Tuesday, June 9, 2020

A new leaf insect: Phyllium levantos

Leaf insects (family Phyliidae) literally look like leaves. The resemblance is so perfect (including structures that mimic bite marks in some species) that predators can't distinguish them from real leaves. These animals have a very particular walk. They rock back and forth, thereby mimicking a leaf moved by the wind. This behaviour has given them the name dancing leaf insects.

The new species was found on Papua New Guinea and these animals are so rarely found the authors named them after Lelantos, the Greek minor Titan of moving unseen.
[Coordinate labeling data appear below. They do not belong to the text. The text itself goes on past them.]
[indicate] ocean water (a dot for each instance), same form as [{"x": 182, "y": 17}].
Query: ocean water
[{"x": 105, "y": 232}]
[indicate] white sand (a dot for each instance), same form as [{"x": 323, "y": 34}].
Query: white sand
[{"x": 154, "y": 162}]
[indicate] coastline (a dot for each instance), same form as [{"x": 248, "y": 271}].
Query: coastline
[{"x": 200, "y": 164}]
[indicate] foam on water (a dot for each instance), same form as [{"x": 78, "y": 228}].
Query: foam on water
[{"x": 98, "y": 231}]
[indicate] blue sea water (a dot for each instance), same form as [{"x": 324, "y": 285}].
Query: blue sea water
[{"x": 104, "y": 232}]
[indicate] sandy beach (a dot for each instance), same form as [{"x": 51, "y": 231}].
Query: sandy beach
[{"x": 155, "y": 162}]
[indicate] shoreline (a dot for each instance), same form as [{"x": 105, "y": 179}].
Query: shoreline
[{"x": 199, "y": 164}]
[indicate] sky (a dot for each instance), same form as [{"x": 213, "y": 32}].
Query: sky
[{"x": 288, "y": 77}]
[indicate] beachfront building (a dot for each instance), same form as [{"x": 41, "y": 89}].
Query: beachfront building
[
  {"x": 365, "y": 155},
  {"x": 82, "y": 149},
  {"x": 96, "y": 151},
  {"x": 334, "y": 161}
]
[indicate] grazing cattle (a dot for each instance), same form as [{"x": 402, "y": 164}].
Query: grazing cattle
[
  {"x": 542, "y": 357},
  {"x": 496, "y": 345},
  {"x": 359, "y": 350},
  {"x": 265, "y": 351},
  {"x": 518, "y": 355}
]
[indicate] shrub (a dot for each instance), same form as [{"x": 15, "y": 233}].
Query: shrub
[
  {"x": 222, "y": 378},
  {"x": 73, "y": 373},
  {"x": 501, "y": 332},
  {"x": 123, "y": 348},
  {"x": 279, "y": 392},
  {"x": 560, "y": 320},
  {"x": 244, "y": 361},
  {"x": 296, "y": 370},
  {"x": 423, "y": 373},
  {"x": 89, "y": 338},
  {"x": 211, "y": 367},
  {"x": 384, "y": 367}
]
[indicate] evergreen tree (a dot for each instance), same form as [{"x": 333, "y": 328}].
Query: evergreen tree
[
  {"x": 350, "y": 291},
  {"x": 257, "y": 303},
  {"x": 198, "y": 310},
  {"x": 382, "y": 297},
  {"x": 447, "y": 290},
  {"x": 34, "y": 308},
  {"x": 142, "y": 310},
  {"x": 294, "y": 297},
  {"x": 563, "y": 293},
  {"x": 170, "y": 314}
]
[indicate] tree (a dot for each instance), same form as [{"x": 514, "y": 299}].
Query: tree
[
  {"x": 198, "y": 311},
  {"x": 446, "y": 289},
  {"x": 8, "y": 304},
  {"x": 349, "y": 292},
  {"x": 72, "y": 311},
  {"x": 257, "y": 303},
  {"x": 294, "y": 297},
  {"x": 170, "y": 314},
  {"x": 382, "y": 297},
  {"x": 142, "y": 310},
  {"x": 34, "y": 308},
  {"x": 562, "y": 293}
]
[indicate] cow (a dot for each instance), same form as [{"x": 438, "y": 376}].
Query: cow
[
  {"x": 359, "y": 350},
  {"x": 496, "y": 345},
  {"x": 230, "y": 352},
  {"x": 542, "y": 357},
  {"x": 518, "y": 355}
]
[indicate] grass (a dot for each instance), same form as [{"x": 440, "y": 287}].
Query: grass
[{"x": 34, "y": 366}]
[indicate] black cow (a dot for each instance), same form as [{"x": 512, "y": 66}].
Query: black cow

For the experts: A new subgenus, Walaphyllium subgen. nov., is described within Phyllium Illiger, 1798 to accommodate three leaf insect species. One of the species included is newly described herein as Phyllium (Walaphyllium) lelantos sp. nov. from Papua New Guinea. This new subgenus of Phyllium can be diagnosed by a following combination of features. This new species is compared to the two additional new subgenus members, Phyllium zomproi Größer, 2001 and Phyllium monteithi Brock & Hasenpusch, 2003. Also for the first time the male morphology of Phyllium zomproi is described and illustrated. To conclude, a brief biogeographical view of the leaf insects on either side of the Torres Strait is presented, as well as a key to species and a distribution map to the known species of Phyllium (Walaphyllium) subgen. nov.